Secondary data analysis using Evidence-Based Bayesian Networks with an application to investigate the determinants of childhood stunting


YET B., Öykü Başerdem E., Rosenstock T.

Expert Systems with Applications, cilt.256, 2024 (SCI-Expanded) identifier

  • Yayın Türü: Makale / Tam Makale
  • Cilt numarası: 256
  • Basım Tarihi: 2024
  • Doi Numarası: 10.1016/j.eswa.2024.124940
  • Dergi Adı: Expert Systems with Applications
  • Derginin Tarandığı İndeksler: Science Citation Index Expanded (SCI-EXPANDED), Scopus
  • Anahtar Kelimeler: Abstraction, Bayesian Networks, Childhood Stunting, Secondary Data
  • Orta Doğu Teknik Üniversitesi Adresli: Evet

Özet

Secondary data – data previously collected by other researchers for a different purpose – offers a cost-effective and readily available resource for research and policy or program design but presents challenges due to the lack of control of sampling design or data.
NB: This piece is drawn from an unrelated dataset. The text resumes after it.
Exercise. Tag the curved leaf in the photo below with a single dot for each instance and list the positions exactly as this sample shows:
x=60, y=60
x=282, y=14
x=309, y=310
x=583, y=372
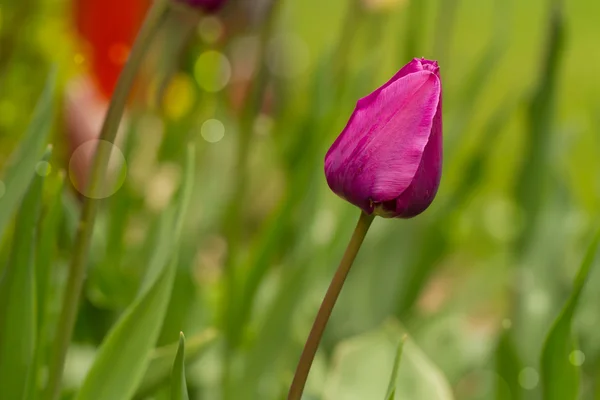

Bayesian Networks (BN) are well-suited for guiding secondary data analysis as their graphical structure can encode domain knowledge about the causal relationships among factors, and secondary data can be used to learn the nature and strength of these relationships. In order to build BNs from a combination of knowledge and secondary data, the causal structure is firstly built based on expert knowledge and published evidence, and then the parameters are learned from the data. However, the variables in secondary data often imperfectly match the variables in the causal BN structure. When ad-hoc structural modifications are made to match the structure and data, the link between the parameterized model and the supporting knowledge and evidence is lost. This paper presents a systematic method of building BNs based on secondary data. We build the BN structure based on published evidence and expert interviews, carefully documenting the origin of evidence for each relation in the BN. We use formal BN abstraction operations to match the expert structure with the secondary data. The causal and associational implications of applying abstraction operations are traced, making it possible to link the original BN with the parameterized model and trace it back to more complicated models when additional data become available. The method is demonstrated by building a BN model for the drivers of childhood stunting. The BN model puts together the rich published evidence in this domain in a BN structure and evidence-base while learning the parameters of this model from the Demographic and Health Survey (DHS) datasets for India and Senegal. We compared the BNs built by our approach to BNs learned purely from secondary data using structure learning algorithms. We found that none of the learning algorithms can lead to structures close to the evidence-based model. Yet, the link between our models and the evidence is clearly established due to abstraction approaches. The stunting case study demonstrates the advantages of having a clear evidence-base and building a formal link between the evidence and secondary data using abstraction. The resulting models and supporting evidence can be browsed in an online tool.